A few artists (and they were artists with a finely-honed painterly sensibility) worked mostly on their own and even signed their posters and hoardings. The work of an artist like DR Bhosle deserves to be studied far more closely. His design sense is exceptional and his posters for Bheegi Raat, Yeh Rastey Hain Pyar Ke and Kala Bazaar are genuine classics. One of the artists who’s supposed to have worked at tremendous speed was Mulgaonkar. It is said that Mulgaonkar was an apprentice with Bhosle, but their styles are different. I remember Mulgaonkar from my own childhood since he was perhaps the most popular artist in the field of magazine covers in my mother tongue, Marathi. How could anyone forget his lush women, often standing in streams and runnels with water flowing against gravity and turning their blouses transparently wet, and his unisex children?

Most of the painters worked in groups or combines.
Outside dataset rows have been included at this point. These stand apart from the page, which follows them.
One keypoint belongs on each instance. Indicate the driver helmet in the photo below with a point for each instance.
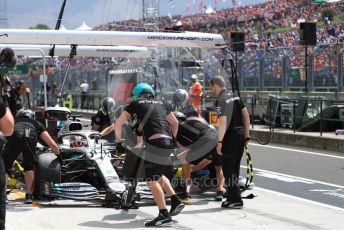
(26, 113)
(180, 98)
(77, 142)
(142, 89)
(108, 106)
(180, 116)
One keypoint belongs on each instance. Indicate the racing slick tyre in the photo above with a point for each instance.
(48, 168)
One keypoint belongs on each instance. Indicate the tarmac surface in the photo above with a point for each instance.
(269, 210)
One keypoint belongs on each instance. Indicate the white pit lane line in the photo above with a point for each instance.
(298, 179)
(297, 150)
(301, 199)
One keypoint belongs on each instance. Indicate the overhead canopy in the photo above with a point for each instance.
(84, 27)
(111, 38)
(82, 51)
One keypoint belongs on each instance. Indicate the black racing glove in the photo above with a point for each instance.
(120, 148)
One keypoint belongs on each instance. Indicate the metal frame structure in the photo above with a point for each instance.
(111, 38)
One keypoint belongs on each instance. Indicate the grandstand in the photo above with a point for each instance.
(273, 58)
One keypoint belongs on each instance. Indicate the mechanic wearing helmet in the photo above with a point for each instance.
(6, 129)
(24, 140)
(199, 138)
(104, 118)
(233, 132)
(156, 122)
(13, 97)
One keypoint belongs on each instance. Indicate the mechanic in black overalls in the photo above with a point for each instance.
(156, 123)
(6, 128)
(233, 133)
(24, 140)
(13, 96)
(200, 140)
(104, 118)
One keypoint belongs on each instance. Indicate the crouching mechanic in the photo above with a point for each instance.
(24, 140)
(104, 118)
(155, 122)
(199, 138)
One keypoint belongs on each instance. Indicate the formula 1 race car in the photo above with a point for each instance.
(85, 169)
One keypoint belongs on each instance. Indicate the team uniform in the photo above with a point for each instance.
(24, 140)
(233, 143)
(196, 134)
(150, 114)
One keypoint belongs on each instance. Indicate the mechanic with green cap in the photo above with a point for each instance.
(159, 128)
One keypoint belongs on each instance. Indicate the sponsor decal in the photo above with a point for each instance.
(117, 51)
(180, 38)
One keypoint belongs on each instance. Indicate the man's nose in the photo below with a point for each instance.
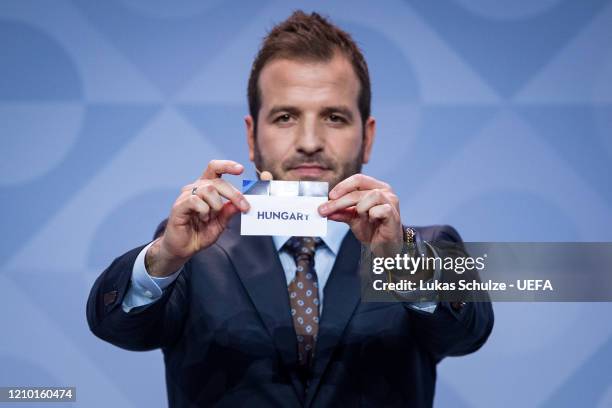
(310, 139)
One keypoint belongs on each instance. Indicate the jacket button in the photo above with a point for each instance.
(110, 297)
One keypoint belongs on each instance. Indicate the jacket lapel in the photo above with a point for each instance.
(341, 295)
(259, 268)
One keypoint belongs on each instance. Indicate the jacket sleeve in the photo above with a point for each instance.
(459, 330)
(158, 324)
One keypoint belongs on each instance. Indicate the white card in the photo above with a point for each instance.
(286, 208)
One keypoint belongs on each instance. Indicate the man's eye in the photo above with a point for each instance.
(283, 118)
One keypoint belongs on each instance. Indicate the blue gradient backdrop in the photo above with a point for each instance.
(494, 116)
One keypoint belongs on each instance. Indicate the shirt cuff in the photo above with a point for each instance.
(144, 288)
(427, 306)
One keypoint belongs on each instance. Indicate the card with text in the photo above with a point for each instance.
(284, 208)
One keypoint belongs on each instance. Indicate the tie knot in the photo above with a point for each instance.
(303, 248)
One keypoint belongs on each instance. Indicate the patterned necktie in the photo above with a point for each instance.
(304, 296)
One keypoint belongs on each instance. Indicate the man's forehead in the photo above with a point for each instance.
(295, 79)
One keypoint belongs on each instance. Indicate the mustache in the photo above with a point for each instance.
(318, 160)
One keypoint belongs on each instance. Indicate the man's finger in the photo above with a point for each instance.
(226, 213)
(208, 193)
(216, 168)
(347, 200)
(187, 206)
(356, 182)
(347, 215)
(231, 193)
(370, 199)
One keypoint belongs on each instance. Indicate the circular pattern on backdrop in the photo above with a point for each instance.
(163, 9)
(508, 10)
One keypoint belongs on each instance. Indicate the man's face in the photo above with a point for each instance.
(309, 126)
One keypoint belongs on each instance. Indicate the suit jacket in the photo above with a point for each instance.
(226, 332)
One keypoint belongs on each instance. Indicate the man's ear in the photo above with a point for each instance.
(250, 128)
(368, 138)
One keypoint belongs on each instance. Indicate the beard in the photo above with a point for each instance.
(335, 174)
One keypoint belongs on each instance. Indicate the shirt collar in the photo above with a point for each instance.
(335, 234)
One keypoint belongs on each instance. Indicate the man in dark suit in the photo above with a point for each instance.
(279, 321)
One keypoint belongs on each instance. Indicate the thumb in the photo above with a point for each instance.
(227, 212)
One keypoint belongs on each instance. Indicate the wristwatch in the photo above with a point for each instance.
(409, 235)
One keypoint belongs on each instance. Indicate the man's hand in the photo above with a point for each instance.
(369, 206)
(197, 218)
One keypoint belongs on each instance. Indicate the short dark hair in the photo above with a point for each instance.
(309, 37)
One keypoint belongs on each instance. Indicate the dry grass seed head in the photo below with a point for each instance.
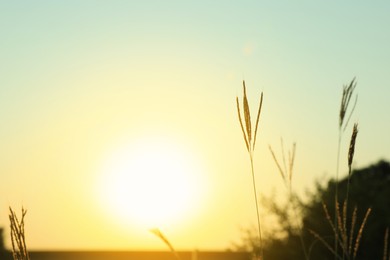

Once in a while, though very rarely, you come across an advertising company which acts as the nodal agency for commissioning the work. The principle of the assembly line was very much in evidence. Some painters were experts at painting hands; others were good at limbs, some did diadems and torsos and still others worked on the faces. Some were good at impressionistic depictions of ‘fight’ sequences. By and large, the draughtsmanship, especially of the face, was truly accomplished. This is all the more noteworthy given the fact that much poster art was done by people who had rarely received professional training. They worked in extraordinarily cramped spaces under tremendous pressure and haste, and were paid a pittance for their labour. 

The major difference between Hollywood and Bollywood posters is the palette. The garish colours often turn Bollywood poster art into kitsch. There are doubtless many theories about how this colour scheme came to be. Perhaps it might be more fruitful to look at the colours used on the serried ranks of gods and goddesses seated on the steep shikharas (towers) of temples in the south. Calendar and regional magazine cover art and in the glossy posters of gods and goddesses for sale on Indian pavements owes a lot to this colour scheme, and it stands to reason that painters of film hoardings too took their inspiration from South Indian temples. 

But The Art of Bollywood is also a history of the changing preoccupations of the country since cinema came to India in 1913. The Indian freedom struggle and post-independence India, the different international art movements, fashions not merely in clothes but make-up and eyebows and bust-lines, women’s emancipation and education, cricket, family planning, they are all reflected in Indian cinema as well as the publicity material. In short, the posters are a visual repository of popular culture. Oddly enough, there is room for unexpected humour too. The film Milap starring Nalini and Nasir has a caption that says, ‘A wonder theme of thunder and rain of pleasure and pain’. The poster for Mahageeth, translated into English as Eternal Music, has a cubist treatment of what initially looks like the steering wheel of a car in the left-hand corner, but is more likely to be a revolutionary electrical invention since the main actor Surendra’s forehead is shown impeccably bandaged and he’s being fed in bed by the female lead. What catches one’s eye though is a scene at the top left-hand corner: a brave and unflinching Surendra appears to be threatened by two villainous characters, while above to the right, Surendra’s name is accompanied by his educational qualification, BA LlB. Perhaps he insisted that his wife call him Surendra BA LlB and the children, Papa BA LlB.  

Go ahead, sit with this book on a lazy Sunday afternoon, dip into the text, and feast your eyes on the kitsch and art of this lost art-form.